La nature morte a longtemps été regardée comme une variété inférieure de peinture : à l'époque de ce tableau, on lui accordait moins de valeur qu'au portrait, qui lui même en avait bien moins que le tableau à sujet historique, à plus forte raison religieux.
C'est pourtant un véritable tour-de-force que de représenter le bois vernis, le cuir lisse, la limpidité du cristal, la verdeur d'un vin.
C'en est un autre que de faire interminablement parler les interprètes avec quelques objets posés à l'angle d'une table ; pour certains d'entre eux le sujet du tableau ci-dessus est évidemment religieux (le pain et le vin de la Cène, les trois fleurs pour la Trinité, ainsi de suite) tandis que pour d'autres il parle assez innocemment de la jeunesse, du plaisir et de la vie.
Ce n'est pas grave, qu'ils ne soient pas d'accord entre eux : je me répète, ça tue le temps, et de façon parfaitement inoffensive. Il faut prendre ça comme un jeu très sérieux.

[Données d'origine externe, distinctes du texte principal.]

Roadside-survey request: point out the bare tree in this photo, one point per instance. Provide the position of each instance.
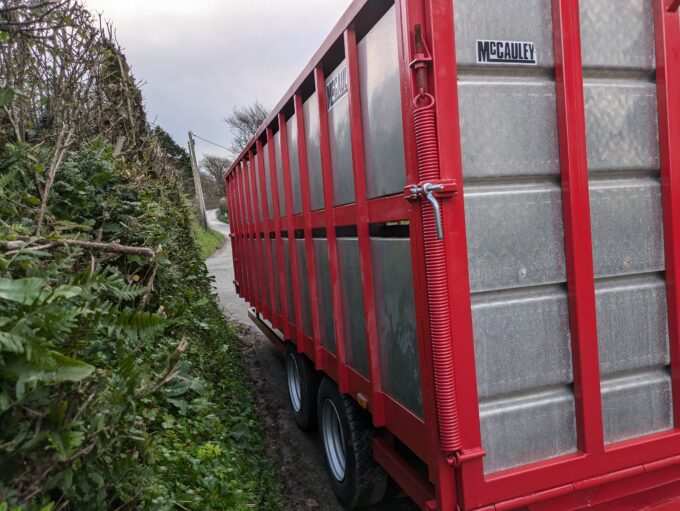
(243, 123)
(214, 168)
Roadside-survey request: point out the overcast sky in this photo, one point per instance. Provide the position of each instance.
(198, 59)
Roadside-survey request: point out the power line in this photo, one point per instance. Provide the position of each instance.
(209, 142)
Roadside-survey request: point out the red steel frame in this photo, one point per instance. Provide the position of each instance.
(596, 474)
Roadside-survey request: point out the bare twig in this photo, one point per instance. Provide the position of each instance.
(63, 142)
(14, 246)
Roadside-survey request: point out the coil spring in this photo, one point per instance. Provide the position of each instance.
(435, 261)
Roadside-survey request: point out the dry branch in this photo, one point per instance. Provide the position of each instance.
(12, 247)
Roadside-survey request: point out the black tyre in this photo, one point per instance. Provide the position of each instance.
(347, 434)
(303, 387)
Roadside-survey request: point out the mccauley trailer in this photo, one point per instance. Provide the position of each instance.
(462, 225)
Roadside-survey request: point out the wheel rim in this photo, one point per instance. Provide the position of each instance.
(294, 387)
(333, 439)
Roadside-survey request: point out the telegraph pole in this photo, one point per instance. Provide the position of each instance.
(197, 180)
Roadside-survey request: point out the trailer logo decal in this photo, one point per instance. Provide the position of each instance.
(506, 52)
(336, 87)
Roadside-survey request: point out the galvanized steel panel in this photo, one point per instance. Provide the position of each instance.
(288, 271)
(310, 109)
(632, 323)
(381, 108)
(279, 174)
(353, 304)
(627, 227)
(515, 235)
(396, 318)
(621, 126)
(323, 290)
(521, 339)
(341, 147)
(303, 286)
(617, 35)
(508, 129)
(637, 404)
(275, 276)
(528, 428)
(508, 20)
(267, 181)
(294, 163)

Le tableau ci-dessous, en revanche, ne semble pas poser les mêmes problèmes d'interprétation.
Quelle idée, non ?
Qu'est-ce qui lui a pris, à Goya, d'aller nous mettre sous le nez quelque chose d'aussi laid, quelque chose qu'en tout cas on aurait préféré ne pas voir - et pourquoi le peindre si affreusement, à traits grossiers, avec une palette aussi pauvre et aussi lugubre ?
Pour un esprit troublé, pour un artiste en temps de guerre, il n'y a pas à chercher bien loin.
C'est un sujet à la fois horrible et quelconque, comme le sont les choses qu'on voit quand la guerre fait rage autour de soi.
Toute l'intensité de la vie, toute sa complexité, tiennent à l'aise sur un coin de table ou de billot.